The FDA recognized the efficacy of fostamatinib/Tavalisse (including the post hoc endpoint), and also recognized that the unique mechanism of action, blocking platelet destruction that was mediated by antibodies to platelets, was important. This latter point was suported by seeing responses in patients who had not responded to TPO agents.
RDR: What’s next, now that the drug has been approved?
Dr. Bussel: There is an ongoing open-label extension (OLE) study. At the moment, there is no reason to believe, as there is no reason to believe for the thrombopoetic agents, that fostamatinib/Tavalisse is a primarily curative therapy. Rigel has been conducting this OLE study, and fostamatinib/Tavalisse has been very effective in that patients who have responded, including those who have the post hoc response, have been able to stay on Rigel with continuing responses, some of them for over two years. In general, 2/3rds to 3/4s of patients who went on this OLE study because they responded are still on ifostamatinib/Tavalisse and still responding.

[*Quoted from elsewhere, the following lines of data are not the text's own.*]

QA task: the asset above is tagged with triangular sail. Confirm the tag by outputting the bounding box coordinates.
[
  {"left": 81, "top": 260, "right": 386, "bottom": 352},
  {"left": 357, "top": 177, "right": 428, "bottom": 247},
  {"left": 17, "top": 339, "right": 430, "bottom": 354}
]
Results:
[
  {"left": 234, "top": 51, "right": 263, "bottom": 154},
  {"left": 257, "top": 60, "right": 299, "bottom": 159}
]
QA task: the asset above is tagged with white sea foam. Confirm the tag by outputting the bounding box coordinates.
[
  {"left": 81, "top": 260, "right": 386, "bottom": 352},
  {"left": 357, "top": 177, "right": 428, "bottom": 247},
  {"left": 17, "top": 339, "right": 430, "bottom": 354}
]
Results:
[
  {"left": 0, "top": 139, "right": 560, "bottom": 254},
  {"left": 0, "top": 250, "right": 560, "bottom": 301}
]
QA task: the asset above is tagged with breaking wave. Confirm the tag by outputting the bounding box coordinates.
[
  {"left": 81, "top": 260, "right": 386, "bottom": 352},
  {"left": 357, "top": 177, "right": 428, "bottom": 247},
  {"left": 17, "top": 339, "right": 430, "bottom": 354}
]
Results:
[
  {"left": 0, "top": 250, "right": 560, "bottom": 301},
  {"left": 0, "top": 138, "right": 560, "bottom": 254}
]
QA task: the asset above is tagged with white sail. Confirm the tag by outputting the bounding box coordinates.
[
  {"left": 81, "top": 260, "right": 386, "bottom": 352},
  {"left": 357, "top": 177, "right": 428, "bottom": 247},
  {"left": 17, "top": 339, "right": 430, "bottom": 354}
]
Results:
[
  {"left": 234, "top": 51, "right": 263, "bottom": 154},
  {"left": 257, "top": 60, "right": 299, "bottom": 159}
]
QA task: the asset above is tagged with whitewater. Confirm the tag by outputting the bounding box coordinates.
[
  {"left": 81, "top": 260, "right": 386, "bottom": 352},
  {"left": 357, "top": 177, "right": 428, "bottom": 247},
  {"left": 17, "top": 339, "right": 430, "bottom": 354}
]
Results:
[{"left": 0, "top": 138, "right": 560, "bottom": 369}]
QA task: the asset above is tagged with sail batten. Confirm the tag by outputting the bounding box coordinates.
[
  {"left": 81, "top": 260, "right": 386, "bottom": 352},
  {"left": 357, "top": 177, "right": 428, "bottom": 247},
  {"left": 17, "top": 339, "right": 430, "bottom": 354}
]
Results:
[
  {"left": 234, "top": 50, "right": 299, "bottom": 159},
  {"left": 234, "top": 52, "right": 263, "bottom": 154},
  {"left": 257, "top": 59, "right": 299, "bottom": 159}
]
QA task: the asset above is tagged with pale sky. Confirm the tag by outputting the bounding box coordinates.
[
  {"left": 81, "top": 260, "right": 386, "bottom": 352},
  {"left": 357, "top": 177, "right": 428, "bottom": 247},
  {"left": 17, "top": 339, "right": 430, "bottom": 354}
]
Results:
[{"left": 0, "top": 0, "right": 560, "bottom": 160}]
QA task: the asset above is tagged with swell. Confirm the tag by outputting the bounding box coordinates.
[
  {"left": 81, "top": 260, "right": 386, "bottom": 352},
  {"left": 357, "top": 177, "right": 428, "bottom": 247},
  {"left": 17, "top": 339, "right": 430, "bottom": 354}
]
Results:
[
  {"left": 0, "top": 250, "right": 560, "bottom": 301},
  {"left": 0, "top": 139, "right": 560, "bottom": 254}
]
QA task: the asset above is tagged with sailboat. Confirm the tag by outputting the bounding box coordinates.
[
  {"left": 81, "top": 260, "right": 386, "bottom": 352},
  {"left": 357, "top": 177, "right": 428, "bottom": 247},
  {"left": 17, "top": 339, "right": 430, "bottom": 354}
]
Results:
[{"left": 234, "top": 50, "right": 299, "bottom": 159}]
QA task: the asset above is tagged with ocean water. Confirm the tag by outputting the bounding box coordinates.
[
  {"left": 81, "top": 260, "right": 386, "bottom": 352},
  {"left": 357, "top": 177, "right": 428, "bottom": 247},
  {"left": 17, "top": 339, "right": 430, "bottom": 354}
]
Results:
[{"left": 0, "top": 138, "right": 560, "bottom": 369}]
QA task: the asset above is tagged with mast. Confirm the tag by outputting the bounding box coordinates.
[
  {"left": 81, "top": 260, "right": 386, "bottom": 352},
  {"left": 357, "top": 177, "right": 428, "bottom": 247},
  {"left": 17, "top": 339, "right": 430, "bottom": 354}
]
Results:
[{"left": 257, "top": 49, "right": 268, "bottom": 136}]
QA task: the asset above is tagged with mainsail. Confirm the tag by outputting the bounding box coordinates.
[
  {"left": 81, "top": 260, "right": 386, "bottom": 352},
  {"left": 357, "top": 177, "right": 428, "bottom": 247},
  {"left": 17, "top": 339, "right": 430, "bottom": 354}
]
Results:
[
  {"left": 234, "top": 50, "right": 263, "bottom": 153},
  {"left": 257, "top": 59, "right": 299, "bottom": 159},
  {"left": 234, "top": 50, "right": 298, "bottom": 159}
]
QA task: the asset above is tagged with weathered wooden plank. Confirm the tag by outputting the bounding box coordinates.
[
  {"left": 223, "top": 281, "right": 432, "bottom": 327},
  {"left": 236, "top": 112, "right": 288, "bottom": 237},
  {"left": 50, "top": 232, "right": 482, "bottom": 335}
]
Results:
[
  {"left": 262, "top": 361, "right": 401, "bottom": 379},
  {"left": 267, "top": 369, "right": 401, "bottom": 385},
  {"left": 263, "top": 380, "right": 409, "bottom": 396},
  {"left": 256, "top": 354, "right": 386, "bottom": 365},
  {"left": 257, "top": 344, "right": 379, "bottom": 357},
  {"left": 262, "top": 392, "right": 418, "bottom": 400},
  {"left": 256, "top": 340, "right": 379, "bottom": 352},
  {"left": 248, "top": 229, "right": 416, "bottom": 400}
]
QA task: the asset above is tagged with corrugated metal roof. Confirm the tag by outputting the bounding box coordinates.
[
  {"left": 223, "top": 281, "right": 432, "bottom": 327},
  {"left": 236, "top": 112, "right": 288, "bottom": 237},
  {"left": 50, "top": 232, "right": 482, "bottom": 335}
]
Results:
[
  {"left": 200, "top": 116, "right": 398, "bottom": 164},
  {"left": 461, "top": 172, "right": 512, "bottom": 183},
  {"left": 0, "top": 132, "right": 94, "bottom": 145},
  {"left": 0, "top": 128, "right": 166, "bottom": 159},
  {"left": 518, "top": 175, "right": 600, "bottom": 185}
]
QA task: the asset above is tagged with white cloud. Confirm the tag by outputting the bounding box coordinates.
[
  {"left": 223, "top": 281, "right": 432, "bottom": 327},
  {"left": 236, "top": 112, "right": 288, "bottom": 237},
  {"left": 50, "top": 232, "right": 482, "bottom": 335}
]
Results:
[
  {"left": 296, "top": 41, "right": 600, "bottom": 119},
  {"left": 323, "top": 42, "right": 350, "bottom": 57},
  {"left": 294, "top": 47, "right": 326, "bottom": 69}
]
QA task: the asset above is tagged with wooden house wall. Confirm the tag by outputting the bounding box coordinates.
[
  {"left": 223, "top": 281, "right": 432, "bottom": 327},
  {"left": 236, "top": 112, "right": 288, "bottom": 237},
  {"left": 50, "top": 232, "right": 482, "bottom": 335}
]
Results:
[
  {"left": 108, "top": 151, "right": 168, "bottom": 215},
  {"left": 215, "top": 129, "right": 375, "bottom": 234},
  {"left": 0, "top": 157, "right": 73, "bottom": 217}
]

This is a novel therapy with a unique mechanism of action, but we do not yet know where fostamatinib/Tavalisse will fit in because the patients who were treated were so far down the line in their ITP journey. I think Rigel will, hopefully, do a study enrolling patients with a shorter duration of ITP to further evaluate the mechanism of action and better determine the true response rate.